The Noisy Channel: This insightful blog, run by Daniel Tunkelang, CTO of Endeca, has a perspective on technology of enterprise search from someone who knows search from the ground up.
Beyond Search: Run by search guru Steve Arnold, Beyond Search contains news, interviews, and opinion on the search market delivered
SearchTools: Avi Rappoport runs this blog which summarizes new content from her website http://searchtools.com/ which covers almost every search technology known to mankind!
SLI Systems Blog: Hosted search service SLI Systems provides a newsletter that talks about the kinds of problems they see in working with their customers. http://www.sli-systems.com/newsletter.php
FAST Forward Blog: A blog run by FAST Search staffed by FAST, Microsoft, and independent bloggers who write about search and IT issues at http://www.fastforwardblog.com/.
Attivio:The search vendor has a useful blog at that had good general information as well as Attivio-specific material.
Mark Logic Blog: Written by CEO Dave Kellogg, who shares interesting information about technology. A fun read, and always informative.
Vivisimo Blog: Vivisimo runs the 'Search Done Right ' blog that provides great background information on enterprise search. Like Attivio's blog, it has good information that anyone can benefit from.
Two other blogs i find most interesting are not directly related to enterprise search, but I find good value when I follow them:
Andrew McAfee, a Professor at Harvard Business School. writes about IT issues, and he always has interesting material.
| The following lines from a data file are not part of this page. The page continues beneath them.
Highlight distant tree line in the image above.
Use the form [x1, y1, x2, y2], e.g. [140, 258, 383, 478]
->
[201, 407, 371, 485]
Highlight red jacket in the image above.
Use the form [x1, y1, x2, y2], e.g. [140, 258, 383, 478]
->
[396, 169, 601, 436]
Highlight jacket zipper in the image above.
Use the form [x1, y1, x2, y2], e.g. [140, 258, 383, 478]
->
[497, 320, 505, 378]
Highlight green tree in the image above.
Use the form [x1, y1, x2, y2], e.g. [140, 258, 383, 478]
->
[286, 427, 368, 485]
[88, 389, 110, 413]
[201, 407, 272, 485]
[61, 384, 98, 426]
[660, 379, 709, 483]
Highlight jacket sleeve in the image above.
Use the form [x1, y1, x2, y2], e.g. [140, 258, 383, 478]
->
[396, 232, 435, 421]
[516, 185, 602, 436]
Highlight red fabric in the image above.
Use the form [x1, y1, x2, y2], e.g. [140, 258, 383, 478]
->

John Battelle, author of 'The Search...', has an interesting blog as well, and it's always fun to follow what he's doing.
Trade Shows
Enterprise Search Summit New York: Every May, Information Today sponsors the premier show for enterprise search in New York City. If you only go to one show a year, this is the one to go to. That's also the advice we give to new vendors entering the marketplace. We'll be back again this year, speaking about how you can save money by making your existing search engine work rather than replace it. By the way, you can listen to a preview of our talk, as well as talks by other speakers including Matt Brown of Forrester and Sid Probstein of Attivio.
Search Engine Meeting: Search Engine Meeting in an interesting show run by Infonortics from the UK. In its 14th year, this year's show returns to Boston in April 27-28; see you there!
[Top]
Looking forward in 2009 - and beyond
Enterprise search is a hot field now, and the companies in the space are competing hard to provide capabilities that will win over users. As companies integrate more features, look for the leaders to begin looking at the content of the user and the data to improve search results: this is what Google does that makes it such a winner in public search; and it’s what companies need to make their users confident in search again.